Public-sector unions are also enemies of reform and strongholds of waste and corruption. To take two examples: Greece's partially state-controlled power company is dominated by its hardline workers' union, which has resisted efforts to make the company more competitive, including the government's ongoing plans to sell some of its stakes. The result has been revoltingly inefficient operations and high energy prices: Greek industrial firms pay 160% more than French firms on average, according to an article published in July on the economic-news website Capital.gr.

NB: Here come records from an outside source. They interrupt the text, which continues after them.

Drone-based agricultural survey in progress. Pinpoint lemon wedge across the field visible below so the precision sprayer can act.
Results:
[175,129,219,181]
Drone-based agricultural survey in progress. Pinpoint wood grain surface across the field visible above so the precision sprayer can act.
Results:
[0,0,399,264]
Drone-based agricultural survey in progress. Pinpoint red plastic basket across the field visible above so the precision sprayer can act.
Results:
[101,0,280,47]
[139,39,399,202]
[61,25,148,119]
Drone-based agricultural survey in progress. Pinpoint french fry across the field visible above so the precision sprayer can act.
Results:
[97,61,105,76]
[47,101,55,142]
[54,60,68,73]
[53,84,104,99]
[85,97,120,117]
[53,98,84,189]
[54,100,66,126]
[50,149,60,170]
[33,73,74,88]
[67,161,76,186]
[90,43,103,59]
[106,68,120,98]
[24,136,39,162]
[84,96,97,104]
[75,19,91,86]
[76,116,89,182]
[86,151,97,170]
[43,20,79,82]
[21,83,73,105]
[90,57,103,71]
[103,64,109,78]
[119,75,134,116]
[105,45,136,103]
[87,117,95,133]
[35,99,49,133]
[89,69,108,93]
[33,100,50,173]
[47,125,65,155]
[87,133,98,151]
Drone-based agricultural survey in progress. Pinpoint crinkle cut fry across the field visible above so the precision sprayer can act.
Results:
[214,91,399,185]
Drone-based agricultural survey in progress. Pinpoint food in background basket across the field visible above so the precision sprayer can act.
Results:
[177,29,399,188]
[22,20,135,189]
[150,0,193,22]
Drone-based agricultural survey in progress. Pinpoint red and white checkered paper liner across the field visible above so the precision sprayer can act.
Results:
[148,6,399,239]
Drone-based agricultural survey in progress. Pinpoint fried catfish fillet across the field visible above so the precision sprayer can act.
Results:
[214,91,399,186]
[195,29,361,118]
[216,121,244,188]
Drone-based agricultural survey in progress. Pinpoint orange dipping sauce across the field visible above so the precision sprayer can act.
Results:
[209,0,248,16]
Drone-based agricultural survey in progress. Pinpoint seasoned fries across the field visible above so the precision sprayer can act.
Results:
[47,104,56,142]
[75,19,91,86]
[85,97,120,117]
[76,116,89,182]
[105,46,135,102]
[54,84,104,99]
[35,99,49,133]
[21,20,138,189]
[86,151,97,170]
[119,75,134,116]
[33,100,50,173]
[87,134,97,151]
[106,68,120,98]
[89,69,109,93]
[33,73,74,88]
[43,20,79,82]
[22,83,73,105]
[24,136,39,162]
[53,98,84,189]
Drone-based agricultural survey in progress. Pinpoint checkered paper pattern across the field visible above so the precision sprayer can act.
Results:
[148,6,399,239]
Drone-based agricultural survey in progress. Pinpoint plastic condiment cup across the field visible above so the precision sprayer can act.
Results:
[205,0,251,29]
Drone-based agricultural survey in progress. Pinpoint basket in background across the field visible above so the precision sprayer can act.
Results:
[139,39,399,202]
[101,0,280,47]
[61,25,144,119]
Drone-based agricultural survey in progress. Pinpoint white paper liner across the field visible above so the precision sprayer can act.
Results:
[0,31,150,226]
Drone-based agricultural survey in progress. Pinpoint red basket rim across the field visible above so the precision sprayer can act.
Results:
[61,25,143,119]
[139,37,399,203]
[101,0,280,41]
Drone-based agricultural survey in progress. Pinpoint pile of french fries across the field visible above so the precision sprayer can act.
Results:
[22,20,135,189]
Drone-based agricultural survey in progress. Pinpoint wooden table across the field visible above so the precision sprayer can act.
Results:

Greek universities, meanwhile, are unable or unwilling to evaluate the performance of their administrative personnel. The government's knee-jerk reaction has been unreasonable across-the-board salary cuts and a destined-to-fail "mobility scheme" for finding new work for laid-off people.

The reaction to liberalizing reforms on behalf of vested interests is usually wrapped in nationalistic slogans, pseudoscientific arguments, old-fashioned loathing of markets and competition, and a strong dose of economic illiteracy. Most Greeks today do not realize how wealth is created. They still believe that it is the result of government spending, loans and subsidies, and that it can be safeguarded by protectionism and regulation.

That wealth is created, instead, through cooperation, exchange and transaction in a free, competitive market is an alien notion in a society where prospective students choose university departments based on their degree of access to government jobs. It is no coincidence that in The Wall Street Journal and Heritage Foundation's 2013 Index of Economic Freedom, Greece has the lowest ranking of any European Union country. At 117th out of 177 countries, Greece falls in the "mostly unfree" category.

What is the cost of rent-seeking behavior draped in anti-market ideology? According to the OECD report, "Greek businesses, consumers and citizens and society pay a very heavy price for this situation, a total of €5.2 billion in lost efficiency and higher prices for goods and services." This is the equivalent of 2.5% of Greece's GDP.

And who benefits? Economists Theodore Pelagidis and Michael Mitsopoulos call them "the vikings": the pressure groups that thrive on levies, fees, subsidies and barriers to entry. These vikings have transformed Greece into a model of corporatism, statism and cronyism. How much longer can a system like this, both inefficient and unfair, survive?


Mr. Hatzis is an associate professor of law and economics at the University of Athens.